Consider Roger Federer in the men's Wimbledon final in 2007. A break point down to Rafael Nadal in the 5th set, down 15-40, Roger comes up with three aces. I think that's a pretty good sign that he was able to shut out the nervous anticipation we felt as spectators and focus on his targets all the more clearly.

This doesn't just happen. We're not born with this ability, despite how it might seem. This is learned. This is why we call concentration, confidence, composure and motivation, for example, mental skills.

Mental Conditioning: Working Out Your Brain

Players at the IMG Bollettieri Tennis Academy undergo one of the most comprehensive training programs in the world. In addition to the technical and strategic training for tennis, there is a major emphasis on both the physical and mental training involved.

If you're doing physical conditioning at least three times a week, think about how much mental conditioning you're doing?

Studying for school doesn't count! Since when does getting an A for a math quiz help you stay positive when you've been broken early in a third set?

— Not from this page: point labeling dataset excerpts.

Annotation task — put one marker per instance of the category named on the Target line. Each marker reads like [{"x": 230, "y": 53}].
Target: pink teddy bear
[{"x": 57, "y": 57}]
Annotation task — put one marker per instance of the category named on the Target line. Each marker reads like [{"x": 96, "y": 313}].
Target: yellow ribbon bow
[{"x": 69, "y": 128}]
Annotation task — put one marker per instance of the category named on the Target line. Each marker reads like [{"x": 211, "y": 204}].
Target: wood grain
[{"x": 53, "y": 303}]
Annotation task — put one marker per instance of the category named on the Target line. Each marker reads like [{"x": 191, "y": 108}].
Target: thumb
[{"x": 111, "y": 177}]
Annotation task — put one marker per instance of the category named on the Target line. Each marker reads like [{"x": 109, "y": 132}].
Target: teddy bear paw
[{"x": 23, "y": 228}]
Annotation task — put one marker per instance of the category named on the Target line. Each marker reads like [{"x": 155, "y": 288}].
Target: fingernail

We need to be specific with our mental training and also understand that there are no shortcuts. While it might be easy for some of you to cruise through school and get good grades, your mental conditioning will only be as good as what you put into it.

Start thinking about what your mental game is and where you are right now. By identifying mental strengths and weaknesses, you and your coach can communicate more effectively and begin to work on skills for match play and practice.

Self-Awareness

By learning better self-awareness, you can recognize symptoms of your mental game on the court. In tournament play, you are your own coach so you need to know how to coach yourself.

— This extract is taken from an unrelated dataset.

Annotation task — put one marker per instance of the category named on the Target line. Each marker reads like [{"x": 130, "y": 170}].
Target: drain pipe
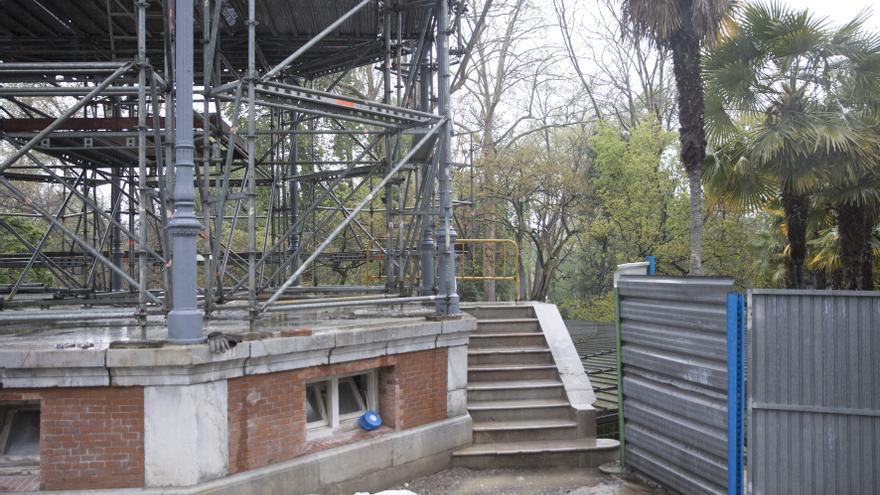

In recognizing mental lapses or breakdowns on the court, it's critical to be able to catch it early rather than squandering a series of games or a set before realizing what is happening.

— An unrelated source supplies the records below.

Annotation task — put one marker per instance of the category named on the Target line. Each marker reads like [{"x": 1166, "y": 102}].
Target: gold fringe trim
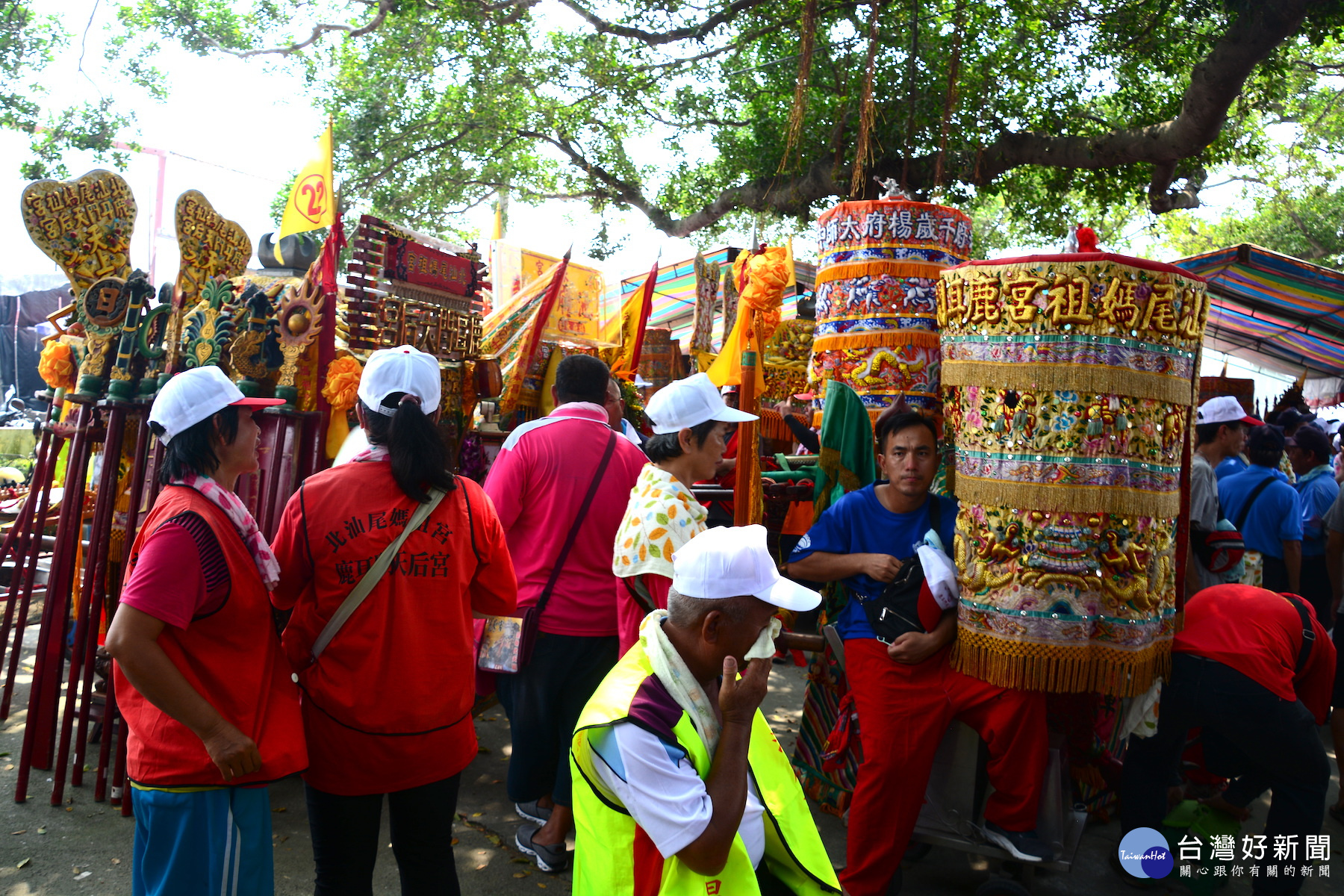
[
  {"x": 1081, "y": 499},
  {"x": 1060, "y": 668},
  {"x": 853, "y": 270},
  {"x": 1078, "y": 378},
  {"x": 880, "y": 339},
  {"x": 773, "y": 426}
]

If you can recognize the symptoms of the breakdown as increased muscle tension (physical), negative thinking (mental) or rushing second serves (match play), you are far more likely to change your approach in time to play closer to your potential.

Too often a player will not notice these types of symptoms until its too late and they are playing catch up, or it's close enough to tip the balance to the opponents favor.

So how can you improve self-awareness? Video is a great way to start identifying symptoms of match play.

Notice that the previous examples included symptoms that were physical, mental and also from match play. Of course, recognizing the symptoms does not identify the source or cause for this behavior. But in the heat of competition, getting a player to realize the things that will "ring an alarm bell" or provide a powerful wake-up call is a key catalyst to change.

Feedback from your coach can provide an important role both in the analysis of videotape, but also on the court where these symptoms will probably come up again. The combination of coach feedback on the court after analyzing video tape or reflection after a match or tournament can be powerful.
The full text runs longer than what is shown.